The two things that topped my list were learning to like to cook (notice I didn't say that I would learn to cook), and learning to garden. Both of these seemed like very simple pleasures. What could be more satisfying than getting physically involved in something other than my computer keyboard, right?
As it turns out, making those two simple ideas a reality has been an uphill battle. I originally thought a lack of time and energy stopped me from exploring cooking and gardening earlier in my life. I was wrong. It was a lack of motivation.
I now have as close to a dream kitchen as I could ever imagine--plenty or room, a huge island, lots of storage, and loads of sunshine. It's a wonderful room to spend time in. I have turned the oven on once. I have yet to turn on a burner. The microwave, the rice cooker, the slow cooker (occasionally), and dehydrator are my friends. I'm dubious about canning, but may give it a try--with adult supervision. On a scale of 100, I give myself 50 for learning to like to cook.

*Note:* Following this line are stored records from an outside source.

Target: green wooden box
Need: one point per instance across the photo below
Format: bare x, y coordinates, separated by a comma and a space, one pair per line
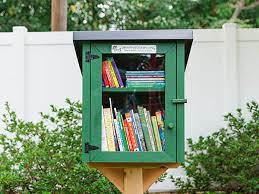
147, 50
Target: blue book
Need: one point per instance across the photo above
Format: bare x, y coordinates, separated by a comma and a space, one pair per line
136, 130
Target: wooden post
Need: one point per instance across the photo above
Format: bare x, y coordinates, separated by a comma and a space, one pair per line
133, 181
58, 15
132, 178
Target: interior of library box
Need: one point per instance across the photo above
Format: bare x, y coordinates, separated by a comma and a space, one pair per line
132, 85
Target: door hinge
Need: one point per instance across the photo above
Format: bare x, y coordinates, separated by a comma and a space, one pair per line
90, 57
179, 101
89, 147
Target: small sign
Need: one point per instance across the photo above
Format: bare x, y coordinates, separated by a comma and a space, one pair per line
134, 49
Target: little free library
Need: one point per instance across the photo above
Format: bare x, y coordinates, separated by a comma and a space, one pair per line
133, 102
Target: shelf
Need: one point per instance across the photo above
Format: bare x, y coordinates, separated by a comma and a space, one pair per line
133, 89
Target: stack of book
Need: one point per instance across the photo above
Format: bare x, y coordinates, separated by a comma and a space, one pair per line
110, 74
132, 131
145, 79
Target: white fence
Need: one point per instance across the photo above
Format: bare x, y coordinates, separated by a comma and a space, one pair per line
40, 68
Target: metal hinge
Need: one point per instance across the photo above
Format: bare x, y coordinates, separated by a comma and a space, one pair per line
90, 57
89, 147
179, 101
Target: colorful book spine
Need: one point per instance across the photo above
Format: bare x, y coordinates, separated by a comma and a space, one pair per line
104, 139
123, 136
114, 78
118, 134
125, 126
145, 85
109, 129
108, 74
156, 133
136, 130
145, 72
117, 73
160, 124
145, 128
150, 129
146, 79
131, 132
104, 75
140, 132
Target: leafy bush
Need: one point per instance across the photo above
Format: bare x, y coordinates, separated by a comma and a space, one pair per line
228, 159
45, 156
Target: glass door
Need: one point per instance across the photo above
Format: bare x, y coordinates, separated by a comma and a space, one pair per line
132, 115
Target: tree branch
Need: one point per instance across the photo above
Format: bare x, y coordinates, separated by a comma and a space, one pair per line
251, 6
240, 6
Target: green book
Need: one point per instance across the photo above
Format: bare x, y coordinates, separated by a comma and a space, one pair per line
150, 130
123, 136
156, 133
144, 128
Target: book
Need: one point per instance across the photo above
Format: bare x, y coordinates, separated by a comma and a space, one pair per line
156, 133
144, 127
114, 78
139, 84
141, 135
109, 129
104, 139
105, 78
131, 132
150, 129
136, 130
160, 124
117, 73
145, 72
120, 124
118, 135
125, 126
108, 74
146, 79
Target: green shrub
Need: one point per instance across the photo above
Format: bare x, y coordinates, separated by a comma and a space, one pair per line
45, 156
226, 160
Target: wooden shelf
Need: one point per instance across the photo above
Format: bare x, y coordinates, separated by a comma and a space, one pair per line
133, 89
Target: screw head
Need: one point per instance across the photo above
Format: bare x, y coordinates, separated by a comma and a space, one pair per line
170, 125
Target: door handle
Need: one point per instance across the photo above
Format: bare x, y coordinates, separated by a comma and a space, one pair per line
170, 126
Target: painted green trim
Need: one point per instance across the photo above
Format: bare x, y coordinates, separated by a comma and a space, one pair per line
180, 107
170, 109
133, 89
145, 157
86, 101
96, 100
94, 86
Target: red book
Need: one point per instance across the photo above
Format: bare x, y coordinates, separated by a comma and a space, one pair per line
125, 126
108, 74
131, 132
105, 78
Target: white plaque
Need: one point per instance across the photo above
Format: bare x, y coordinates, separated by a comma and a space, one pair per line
134, 49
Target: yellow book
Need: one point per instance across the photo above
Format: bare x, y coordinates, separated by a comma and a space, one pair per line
156, 133
109, 129
115, 80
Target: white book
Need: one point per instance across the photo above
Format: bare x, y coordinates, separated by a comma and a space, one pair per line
117, 130
150, 130
104, 139
109, 129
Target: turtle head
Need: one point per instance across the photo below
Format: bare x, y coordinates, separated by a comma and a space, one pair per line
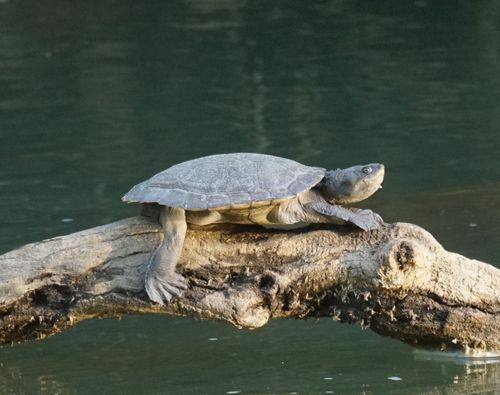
343, 186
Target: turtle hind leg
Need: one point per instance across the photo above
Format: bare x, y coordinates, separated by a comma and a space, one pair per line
162, 283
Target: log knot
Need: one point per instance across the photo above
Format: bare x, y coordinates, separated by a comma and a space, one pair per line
398, 263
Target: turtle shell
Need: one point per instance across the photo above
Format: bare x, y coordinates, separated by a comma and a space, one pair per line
228, 180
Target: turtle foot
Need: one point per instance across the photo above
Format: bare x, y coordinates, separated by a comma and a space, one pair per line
163, 289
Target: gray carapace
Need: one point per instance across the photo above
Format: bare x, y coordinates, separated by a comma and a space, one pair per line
247, 188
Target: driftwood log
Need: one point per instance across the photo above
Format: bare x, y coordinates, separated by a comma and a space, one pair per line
398, 281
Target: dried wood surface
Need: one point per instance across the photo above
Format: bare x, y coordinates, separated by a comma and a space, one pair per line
397, 280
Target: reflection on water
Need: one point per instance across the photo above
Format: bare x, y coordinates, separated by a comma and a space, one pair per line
172, 355
96, 97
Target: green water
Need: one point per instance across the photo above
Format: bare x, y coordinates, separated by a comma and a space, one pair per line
96, 96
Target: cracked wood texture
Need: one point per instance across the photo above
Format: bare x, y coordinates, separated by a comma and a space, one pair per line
397, 281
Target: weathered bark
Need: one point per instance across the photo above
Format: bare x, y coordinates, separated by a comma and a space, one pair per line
397, 280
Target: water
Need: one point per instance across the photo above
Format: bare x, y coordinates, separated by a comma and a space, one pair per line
96, 97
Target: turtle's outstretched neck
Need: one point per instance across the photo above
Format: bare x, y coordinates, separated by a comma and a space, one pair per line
246, 188
161, 281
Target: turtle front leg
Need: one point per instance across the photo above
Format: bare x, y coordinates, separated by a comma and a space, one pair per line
162, 283
364, 219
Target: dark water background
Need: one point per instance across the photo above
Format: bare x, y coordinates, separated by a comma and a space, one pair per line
98, 95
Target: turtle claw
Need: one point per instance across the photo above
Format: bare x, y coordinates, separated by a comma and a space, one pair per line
161, 290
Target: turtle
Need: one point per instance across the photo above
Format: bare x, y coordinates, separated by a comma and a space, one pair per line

On to gardening. Last fall, one of our friends, a horticulturist, plotted out a new flower bed for us. My husband and a contractor dug up the area (including removing lots of gravel), pulled up the weeds, and fertilized it. I ordered and planted flower bulbs.
If it weren't for my husband dragging me away from the computer, it would never have occurred to me to see if those bulbs ever bloomed. Either I planted them right-side up, or the bulbs were smarter than me, because we now have flowers. I thought China might be enjoying flowers they've never seen before, but I was wrong. However, China might have a relatively new pair of gardening gloves. I no idea where they walked off to.
If I was living on my own, and was entirely responsible for maintaining my world, I could happily live with green-painted concrete and wire trees hung with last year's Christmas decorations. On a scale of 100, I give myself 60 for learning to garden.
But the good news is that I've accomplished a few things that weren't on that bucket list, which I can now toss in the trash. I've published some short stories, and I completed a draft novella. I guess I'm sticking with my computer keyboard after all. And I'm crocheting my way through all the yarn in my bin, a bin that doesn't ever seem to get empty (oops).